HEARTLESS Work and Pensions Secretary Iain Duncan Smith’s decision to post job advisers in foodbanks is a ploy to blame poor people for their poverty.

The subtext to this stunt is government determination to slur those who frequent foodbanks as work-shy rather than people driven to the end of their tether.

People don’t just turn up at foodbanks to pick up a week’s shopping. They are referred by jobcentres and other agencies.

Duncan Smith is treating foodbanks as though they are, as Scottish nationalist MP Mhairi Black says, an “outpost” of Jobcentre Plus.

Far from being part of the welfare framework, they illustrate stark system failure, indicating that increased numbers of people are falling through holes in the safety net.

According to the Trussell Trust, which plays a major role in providing foodbanks, about half the people seeking their assistance are in work.

We can only speculate on the likely results for low-paid workers and their families if the Tories press ahead with their assault on working tax credits and child tax credits.

It is noteworthy that the Trussell Trust makes clear in its so polite and respectful way that, while it would welcome dialogue with “Iain Duncan Smith or DWP advisers about the feasibility of rolling out this idea,” he has jumped in with his hobnailed boots with no discussion at all.

This confirms his preoccupation with making political capital rather than helping the worst off in society.

No-one will be surprised at that, given his previous “nothing to do with me, guv” explanation that more people attend foodbanks because more are being opened.

Presumably, if they didn’t exist and people couldn’t seek help there, this would prove that there was no need for them.

Duncan Smith’s cold-blooded disdain for those forced to look for assistance to feed their families, either because their wages are too low or their benefits have been sanctioned by his department, is mirrored by his Tory colleagues.

Tory Work and Pensions Minister Lord Freud, a former City investment banker and adviser on welfare “reform” to New Labour, claimed that it is difficult to understand the rise in foodbanks over the past 11 years, admitting that it was “very hard to know why people go to them.”

Chief whip Michael Gove said that people who use foodbanks have their own “decisions” to blame — they have presumably decided to be poor.

Former Tory Party chairman Lord Tebbit — once summed up accurately by Labour’s Michael Foot as a “semi-trained polecat” — sneered without a smidgeon of evidence that people prefer to pick up basic foodstuffs free at foodbanks so they can spend their money on junk food.

None of these vile politicians accept any responsibility for poverty levels exacerbated by the government’s role in slashing benefits or sanctioning claimants.

Duncan Smith denies any link between the unfair sanctioning of some claimants, leaving them destitute and desperate, and their suicide deaths.

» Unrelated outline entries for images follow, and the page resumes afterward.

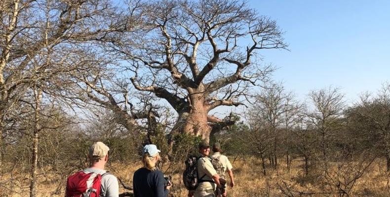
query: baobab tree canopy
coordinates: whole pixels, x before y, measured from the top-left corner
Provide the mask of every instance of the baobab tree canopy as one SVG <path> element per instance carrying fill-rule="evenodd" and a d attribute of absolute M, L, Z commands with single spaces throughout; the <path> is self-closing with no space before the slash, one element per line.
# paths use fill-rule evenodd
<path fill-rule="evenodd" d="M 176 131 L 208 140 L 213 129 L 233 124 L 209 112 L 244 104 L 249 88 L 268 80 L 274 69 L 262 64 L 259 52 L 287 47 L 274 21 L 240 1 L 137 3 L 148 28 L 111 46 L 130 63 L 137 90 L 153 93 L 176 110 Z"/>

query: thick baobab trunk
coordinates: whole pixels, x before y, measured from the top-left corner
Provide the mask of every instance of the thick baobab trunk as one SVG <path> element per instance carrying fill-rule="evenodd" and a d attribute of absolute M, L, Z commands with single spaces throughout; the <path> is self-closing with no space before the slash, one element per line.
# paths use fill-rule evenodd
<path fill-rule="evenodd" d="M 202 139 L 208 141 L 212 128 L 207 122 L 208 111 L 203 104 L 204 98 L 201 96 L 192 98 L 192 107 L 183 127 L 183 132 L 200 135 Z"/>
<path fill-rule="evenodd" d="M 190 91 L 191 107 L 182 132 L 200 136 L 208 141 L 212 128 L 207 122 L 208 111 L 205 105 L 203 92 L 201 87 Z"/>
<path fill-rule="evenodd" d="M 35 114 L 34 115 L 34 135 L 33 136 L 33 159 L 31 163 L 30 175 L 30 197 L 35 197 L 37 194 L 37 169 L 38 167 L 38 144 L 39 126 L 39 113 L 40 113 L 40 100 L 42 98 L 42 91 L 34 90 L 35 99 Z"/>

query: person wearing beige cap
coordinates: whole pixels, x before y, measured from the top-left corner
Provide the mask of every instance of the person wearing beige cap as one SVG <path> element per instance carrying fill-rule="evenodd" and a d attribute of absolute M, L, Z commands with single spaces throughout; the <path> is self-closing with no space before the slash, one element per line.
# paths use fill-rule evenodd
<path fill-rule="evenodd" d="M 100 196 L 104 197 L 118 197 L 119 185 L 117 177 L 107 173 L 104 170 L 106 164 L 109 159 L 110 148 L 103 142 L 94 143 L 89 148 L 89 167 L 82 170 L 89 173 L 94 172 L 102 175 Z"/>
<path fill-rule="evenodd" d="M 221 149 L 221 144 L 216 142 L 213 145 L 213 152 L 214 154 L 211 156 L 212 162 L 214 169 L 218 173 L 221 178 L 226 179 L 225 172 L 228 172 L 230 178 L 230 187 L 233 188 L 234 186 L 234 179 L 233 178 L 233 166 L 228 159 L 228 157 L 222 155 L 222 150 Z"/>

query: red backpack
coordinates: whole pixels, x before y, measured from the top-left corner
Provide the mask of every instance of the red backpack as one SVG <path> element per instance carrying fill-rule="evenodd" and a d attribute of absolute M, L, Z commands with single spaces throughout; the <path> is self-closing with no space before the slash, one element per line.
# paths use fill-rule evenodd
<path fill-rule="evenodd" d="M 99 197 L 102 178 L 109 174 L 100 175 L 95 172 L 87 173 L 79 171 L 68 177 L 66 197 Z"/>

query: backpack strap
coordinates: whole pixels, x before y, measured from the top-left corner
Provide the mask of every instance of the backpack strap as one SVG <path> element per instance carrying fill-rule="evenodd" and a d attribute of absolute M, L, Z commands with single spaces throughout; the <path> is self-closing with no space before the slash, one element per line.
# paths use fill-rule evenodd
<path fill-rule="evenodd" d="M 112 173 L 110 173 L 110 172 L 109 172 L 108 171 L 106 171 L 106 173 L 103 173 L 103 174 L 102 174 L 102 178 L 103 178 L 103 177 L 104 176 L 106 176 L 106 175 L 110 175 L 110 174 L 112 174 Z"/>
<path fill-rule="evenodd" d="M 202 159 L 202 160 L 203 160 L 203 162 L 204 162 L 204 159 L 203 159 L 203 157 L 201 157 L 201 156 L 200 156 L 200 157 L 199 157 L 199 158 L 198 158 L 198 159 Z M 203 179 L 202 179 L 202 178 L 204 178 L 205 176 L 206 176 L 206 174 L 204 174 L 204 175 L 203 175 L 203 176 L 202 176 L 202 177 L 200 177 L 200 178 L 198 179 L 198 182 L 199 183 L 202 183 L 202 182 L 210 182 L 210 183 L 214 183 L 214 181 L 213 181 L 213 180 L 212 180 L 212 178 L 211 178 L 211 177 L 210 177 L 210 178 L 211 178 L 212 180 L 203 180 Z"/>

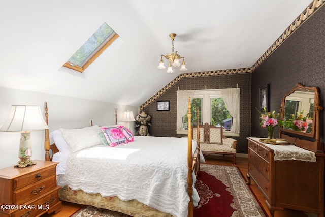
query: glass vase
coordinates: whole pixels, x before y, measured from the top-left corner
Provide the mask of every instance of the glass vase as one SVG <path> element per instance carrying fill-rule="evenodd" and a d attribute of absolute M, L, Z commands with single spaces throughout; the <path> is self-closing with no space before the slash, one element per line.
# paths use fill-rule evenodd
<path fill-rule="evenodd" d="M 273 132 L 274 132 L 274 127 L 268 126 L 267 128 L 268 129 L 268 139 L 274 139 Z"/>

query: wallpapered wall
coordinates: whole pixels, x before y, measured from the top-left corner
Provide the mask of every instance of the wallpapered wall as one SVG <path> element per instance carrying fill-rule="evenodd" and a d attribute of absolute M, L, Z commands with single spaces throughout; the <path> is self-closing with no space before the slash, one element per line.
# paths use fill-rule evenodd
<path fill-rule="evenodd" d="M 240 136 L 237 153 L 247 153 L 247 137 L 267 136 L 259 126 L 259 88 L 269 85 L 269 107 L 279 112 L 282 96 L 297 83 L 318 87 L 325 106 L 325 7 L 321 7 L 250 73 L 184 78 L 145 108 L 152 117 L 152 136 L 181 137 L 176 132 L 176 91 L 179 89 L 241 88 Z M 263 36 L 261 36 L 263 37 Z M 271 46 L 271 45 L 270 45 Z M 157 111 L 156 101 L 170 100 L 169 111 Z M 321 142 L 325 137 L 324 111 L 321 112 Z M 274 135 L 278 135 L 277 128 Z"/>
<path fill-rule="evenodd" d="M 144 110 L 152 117 L 152 126 L 148 127 L 151 136 L 180 137 L 176 134 L 177 91 L 240 88 L 240 137 L 237 140 L 237 152 L 247 153 L 246 137 L 250 134 L 251 74 L 214 75 L 183 78 L 174 85 Z M 170 101 L 169 111 L 157 111 L 157 101 Z"/>
<path fill-rule="evenodd" d="M 318 87 L 325 106 L 325 7 L 319 8 L 252 73 L 252 136 L 265 137 L 253 108 L 259 105 L 259 88 L 269 84 L 271 111 L 279 111 L 282 96 L 297 83 Z M 324 111 L 321 112 L 324 142 Z M 278 135 L 278 129 L 274 135 Z"/>

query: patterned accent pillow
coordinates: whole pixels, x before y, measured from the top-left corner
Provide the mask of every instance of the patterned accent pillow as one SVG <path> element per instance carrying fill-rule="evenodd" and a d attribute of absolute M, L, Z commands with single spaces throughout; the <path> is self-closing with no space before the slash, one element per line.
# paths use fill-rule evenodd
<path fill-rule="evenodd" d="M 121 129 L 118 127 L 101 128 L 110 147 L 115 147 L 128 143 Z"/>
<path fill-rule="evenodd" d="M 128 129 L 128 128 L 124 127 L 124 126 L 118 126 L 118 127 L 121 129 L 122 133 L 124 135 L 124 136 L 125 137 L 127 141 L 129 142 L 132 142 L 134 141 L 134 137 L 133 136 L 133 134 L 132 132 Z"/>
<path fill-rule="evenodd" d="M 221 131 L 222 128 L 210 128 L 210 143 L 215 144 L 222 144 Z"/>
<path fill-rule="evenodd" d="M 102 132 L 98 132 L 98 136 L 100 137 L 100 139 L 104 145 L 106 145 L 107 146 L 110 146 L 110 144 L 108 144 L 108 142 L 107 142 L 106 137 L 105 137 L 105 135 L 104 135 L 104 133 Z"/>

As far as the minister is concerned, people take their own lives for a variety of reasons and, besides, he didn’t make political capital when similar tragedies happened under New Labour, so get over it.

Such complacency speaks volumes for the Tories’ disregard for millions of citizens suffering as a result of the government’s divisive policies.

Rather than accepting that foodbanks are a fact of modern life, Duncan Smith and his government colleagues should act in a more humane way by ending sanctions against claimants and scrapping their cruel plans to phase out in-work benefits.